Na tentativa de ganhar visibilidade nacional, Zema segue as ordens do marqueteiro contratado pelo partido Novo, o antropólogo Renato Pereira, criador do slogan “Vamos varrer o PT do mapa”. Um discurso radicalizado e piadas de “tiozão do zap” parecem, no entanto, insuficientes para alçar o governador aos píncaros da escolha popular. Nas simulações de segundo turno, o mineiro tem o pior desempenho no confronto com o presidente Lula. Até Pablo Marçal, condenado pela Justiça Eleitoral, se sai melhor. O mais recente levantamento Genial/Quaest, de 22 de agosto, captou um recuo na aprovação de Zema no estado que administra, de 62% em fevereiro para 55%. Atualmente, 35% dos eleitores desaprovam sua gestão. “O governador não tem uma marca ou entrega significativa em nenhuma área. Vai ser difícil para se colocar nacionalmente”, analisa o sociólogo Fábio da Silva Gomes, presidente do Instituto Informa. A perda de fôlego político reflete-se ainda em críticas locais. “Zema não governa mais Minas, abandonou o estado para fazer campanha”, afirma o deputado Cleiton, do PV. No campo bolsonarista raiz, o desgaste é semelhante: na Assembleia Legislativa, o deputado Cabo Caporezzo, PL, em resposta às críticas dirigidas ao deputado autoexilado Eduardo Bolsonaro, chamou o governador de “canalha”.

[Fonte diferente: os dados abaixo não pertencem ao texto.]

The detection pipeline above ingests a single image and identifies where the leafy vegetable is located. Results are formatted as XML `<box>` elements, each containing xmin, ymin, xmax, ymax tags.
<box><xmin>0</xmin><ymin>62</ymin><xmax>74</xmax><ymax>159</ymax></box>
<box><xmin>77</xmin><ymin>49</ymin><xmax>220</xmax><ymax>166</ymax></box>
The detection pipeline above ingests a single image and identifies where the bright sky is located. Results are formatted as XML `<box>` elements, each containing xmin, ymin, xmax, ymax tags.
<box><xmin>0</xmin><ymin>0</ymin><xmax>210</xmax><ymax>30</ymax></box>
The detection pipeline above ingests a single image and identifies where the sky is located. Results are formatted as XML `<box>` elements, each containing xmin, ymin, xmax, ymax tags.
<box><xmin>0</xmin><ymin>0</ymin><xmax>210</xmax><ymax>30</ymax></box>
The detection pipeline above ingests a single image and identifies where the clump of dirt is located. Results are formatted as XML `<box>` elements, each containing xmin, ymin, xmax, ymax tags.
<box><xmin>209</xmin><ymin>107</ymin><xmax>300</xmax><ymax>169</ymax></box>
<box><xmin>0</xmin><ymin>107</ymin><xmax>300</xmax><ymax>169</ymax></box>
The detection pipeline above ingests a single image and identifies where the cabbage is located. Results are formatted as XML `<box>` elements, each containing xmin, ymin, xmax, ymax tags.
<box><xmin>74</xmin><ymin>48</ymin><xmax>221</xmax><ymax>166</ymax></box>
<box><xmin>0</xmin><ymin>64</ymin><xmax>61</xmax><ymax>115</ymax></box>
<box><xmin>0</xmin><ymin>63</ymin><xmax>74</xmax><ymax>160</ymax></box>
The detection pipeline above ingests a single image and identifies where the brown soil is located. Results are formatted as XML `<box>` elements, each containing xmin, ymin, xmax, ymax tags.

Eleito com a imagem de outsider, o filiado ao Novo não demorou para se comportar como um político “tradicional”. Uma das promessas populistas de campanha foi esquecida rapidamente. Zema prometeu não usar aviões oficiais, mas, segundo o Portal da Transparência, o governador fez mais de 70 voos apenas no primeiro semestre deste ano, com agendas em 107 municípios. A oposição passou a falar em “farra dos jatinhos”, inclusive em viagens para participar de eventos que nada interessam à maioria da população, como a ida a São Paulo em 6 de abril para participar de um ato em defesa de Bolsonaro.
O mineiro corre por fora. Bem por fora
Na área fiscal, o discurso da austeridade desceu pelo ralo. A administração abriu mão de 25 bilhões de reais em impostos nos primeiros seis meses de 2025 e de 140 bilhões de reais em sete anos por meio de renúncias que beneficiaram doadores de campanha do governador. O valor praticamente corresponde à dívida do estado com a União, de 190 bilhões de reais. Quando assumiu, o débito era de 120 bilhões. “Os números comprovam que ele é um péssimo gestor. Ele aumentou em 51% a dívida pública do estado”, afirma o deputado Cleiton.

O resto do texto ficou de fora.